The findings build on a growing body of evidence suggesting that viruses that affect the nervous system — like the varicella-zoster virus that causes shingles — can increase the risk of dementia, and that preventing them may help lower the risk of dementia.
The study included about 280,000 older adults in Wales, aged 79 to 88, who did not have dementia at the start of the country’s shingles vaccination program in September 2013. Those who got vaccinated received the live-attenuated vaccine Zostavax, an older shingles vaccine that was in use at that time — not the newer vaccine, Shingrix, which was not rolled out until several years later and is currently being used in many countries including the United States. Shingrix is more effective and long-lasting than Zostavax, which has since been discontinued.
Previous studies have found associations between shingles vaccination and lower dementia rates, but could not rule out whether other factors like diet and exercise were what contributed to lower dementia risk. People who get vaccinated, for instance, are often more health-conscious in general and more likely to adhere to a healthy diet and exercise regimen, which reduces dementia risk.

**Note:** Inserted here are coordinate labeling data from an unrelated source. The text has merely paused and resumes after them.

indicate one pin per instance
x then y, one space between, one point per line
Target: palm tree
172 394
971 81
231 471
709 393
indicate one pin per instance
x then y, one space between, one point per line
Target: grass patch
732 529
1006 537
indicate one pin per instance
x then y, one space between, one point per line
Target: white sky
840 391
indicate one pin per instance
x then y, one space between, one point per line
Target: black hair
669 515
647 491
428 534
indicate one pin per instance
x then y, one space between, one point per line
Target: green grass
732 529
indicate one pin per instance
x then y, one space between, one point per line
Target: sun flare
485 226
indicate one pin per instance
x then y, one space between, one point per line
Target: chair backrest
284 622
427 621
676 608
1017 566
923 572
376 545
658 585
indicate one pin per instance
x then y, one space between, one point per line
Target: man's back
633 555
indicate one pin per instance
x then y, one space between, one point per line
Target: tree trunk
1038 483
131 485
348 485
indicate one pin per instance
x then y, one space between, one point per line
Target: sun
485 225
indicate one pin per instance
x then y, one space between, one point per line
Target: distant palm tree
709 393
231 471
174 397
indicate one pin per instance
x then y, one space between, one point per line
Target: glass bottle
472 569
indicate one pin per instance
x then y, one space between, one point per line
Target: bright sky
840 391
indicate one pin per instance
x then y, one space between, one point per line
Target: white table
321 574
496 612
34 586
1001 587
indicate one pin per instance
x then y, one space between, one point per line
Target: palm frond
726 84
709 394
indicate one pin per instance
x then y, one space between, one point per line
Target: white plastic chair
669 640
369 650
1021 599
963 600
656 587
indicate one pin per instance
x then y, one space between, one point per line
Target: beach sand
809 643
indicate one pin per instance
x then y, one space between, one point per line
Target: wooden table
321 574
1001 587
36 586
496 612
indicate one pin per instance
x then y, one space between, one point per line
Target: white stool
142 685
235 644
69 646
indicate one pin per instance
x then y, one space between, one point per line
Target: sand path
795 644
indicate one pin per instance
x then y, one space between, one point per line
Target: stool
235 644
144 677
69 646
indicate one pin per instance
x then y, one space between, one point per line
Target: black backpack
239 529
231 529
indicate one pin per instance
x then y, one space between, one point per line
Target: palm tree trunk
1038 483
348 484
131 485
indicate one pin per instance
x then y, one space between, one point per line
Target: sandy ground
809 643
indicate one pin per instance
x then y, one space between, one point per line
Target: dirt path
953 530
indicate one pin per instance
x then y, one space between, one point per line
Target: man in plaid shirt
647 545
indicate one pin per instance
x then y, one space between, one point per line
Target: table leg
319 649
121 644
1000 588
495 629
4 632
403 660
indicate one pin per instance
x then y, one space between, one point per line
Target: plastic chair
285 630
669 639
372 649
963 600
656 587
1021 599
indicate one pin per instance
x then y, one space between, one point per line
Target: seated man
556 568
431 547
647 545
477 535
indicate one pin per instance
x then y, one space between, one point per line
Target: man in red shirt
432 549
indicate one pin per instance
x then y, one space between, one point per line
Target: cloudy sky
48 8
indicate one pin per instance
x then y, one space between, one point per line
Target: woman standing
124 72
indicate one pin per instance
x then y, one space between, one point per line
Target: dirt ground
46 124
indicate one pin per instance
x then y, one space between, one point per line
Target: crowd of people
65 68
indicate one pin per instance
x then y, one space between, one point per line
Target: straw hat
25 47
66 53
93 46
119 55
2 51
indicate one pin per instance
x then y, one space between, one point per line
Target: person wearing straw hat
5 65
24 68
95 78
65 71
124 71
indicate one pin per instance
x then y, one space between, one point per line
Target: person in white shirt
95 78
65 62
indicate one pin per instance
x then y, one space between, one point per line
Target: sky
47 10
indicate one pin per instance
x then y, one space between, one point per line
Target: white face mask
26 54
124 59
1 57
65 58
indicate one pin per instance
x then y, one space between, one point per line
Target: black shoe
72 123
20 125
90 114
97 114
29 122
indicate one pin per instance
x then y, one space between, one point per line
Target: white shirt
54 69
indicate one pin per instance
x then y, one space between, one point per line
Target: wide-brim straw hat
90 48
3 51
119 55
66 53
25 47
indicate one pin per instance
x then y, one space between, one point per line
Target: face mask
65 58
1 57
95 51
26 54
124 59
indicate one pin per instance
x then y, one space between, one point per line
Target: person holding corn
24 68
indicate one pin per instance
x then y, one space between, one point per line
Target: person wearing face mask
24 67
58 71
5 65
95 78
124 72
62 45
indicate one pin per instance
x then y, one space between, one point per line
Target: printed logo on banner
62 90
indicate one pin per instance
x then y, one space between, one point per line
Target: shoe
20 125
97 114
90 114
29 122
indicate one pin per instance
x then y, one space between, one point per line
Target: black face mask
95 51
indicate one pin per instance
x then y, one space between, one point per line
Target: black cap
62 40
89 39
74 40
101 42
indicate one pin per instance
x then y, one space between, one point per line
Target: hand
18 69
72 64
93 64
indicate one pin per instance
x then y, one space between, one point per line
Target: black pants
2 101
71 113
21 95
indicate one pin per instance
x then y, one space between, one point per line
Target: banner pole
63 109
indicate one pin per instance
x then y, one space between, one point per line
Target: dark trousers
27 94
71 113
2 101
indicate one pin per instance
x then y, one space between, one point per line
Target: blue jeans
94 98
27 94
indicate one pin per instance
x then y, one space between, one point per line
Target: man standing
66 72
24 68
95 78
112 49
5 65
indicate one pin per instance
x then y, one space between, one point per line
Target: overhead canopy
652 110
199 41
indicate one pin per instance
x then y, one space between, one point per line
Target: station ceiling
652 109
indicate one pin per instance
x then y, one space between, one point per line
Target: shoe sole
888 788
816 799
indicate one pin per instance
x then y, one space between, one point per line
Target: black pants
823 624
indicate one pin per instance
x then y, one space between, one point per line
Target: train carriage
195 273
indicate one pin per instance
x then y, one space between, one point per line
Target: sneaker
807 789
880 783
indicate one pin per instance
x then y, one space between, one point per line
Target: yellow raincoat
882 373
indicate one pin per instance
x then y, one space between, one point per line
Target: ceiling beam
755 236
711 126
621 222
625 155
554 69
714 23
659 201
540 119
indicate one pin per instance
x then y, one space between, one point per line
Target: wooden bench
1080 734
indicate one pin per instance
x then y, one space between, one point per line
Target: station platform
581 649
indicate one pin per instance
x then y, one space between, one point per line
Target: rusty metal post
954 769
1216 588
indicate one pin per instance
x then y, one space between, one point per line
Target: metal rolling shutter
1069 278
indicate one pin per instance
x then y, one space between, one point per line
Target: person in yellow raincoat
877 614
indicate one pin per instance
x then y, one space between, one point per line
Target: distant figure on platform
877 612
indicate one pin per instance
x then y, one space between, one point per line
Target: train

The newly published study sought to remove that bias by taking advantage of a “natural experiment” — Wales imposed a strict age requirement for the vaccine at the start of the rollout because there was limited supply of the shots at the time. People who were 79 were eligible for one year, but people who were 80 or older were not eligible. This established two comparison groups, of very similar ages, where the main difference was whether they were eligible to get vaccinated or not.
About half of people in the eligible group got vaccinated; almost no one in the ineligible group got vaccinated.
“Our study shows for the first time that there really seems to be a cause and effect relationship between shingles vaccination and a protective effect on dementia,” said senior author Pascal Geldsetzer, an assistant professor of medicine at Stanford. “That appears to be a large protective effect that is of big importance to population health, dementia care and research into dementia and what causes dementia.”
It’s not clear why the shingles vaccine appears to protect against dementia, but there are some potential explanations. Shingles is caused by the same virus that causes childhood chickenpox, and it usually stays dormant in nerve cells for years. When the virus gets reactivated — usually in older adulthood, and often triggered by stress or a weakened immune system — it causes neuroinflammation, which is thought to contribute to dementia.
“So reducing the reactivation and therefore the inflammation could be a good thing,” Geldsetzer said.
Another theory is that the vaccine elicits a broader immune response beyond just the specific antibody responses it’s designed to elicit, and that could have benefits for dementia and other chronic diseases.
Geldsetzer said similar benefits for dementia have been observed in other countries that rolled out Zostavax, including the United Kingdom, Scotland and Australia. But what’s needed is a large randomized clinical trial to prove it; he is seeking philanthropic and private foundation funding to pursue such a trial because Zostavax has been discontinued.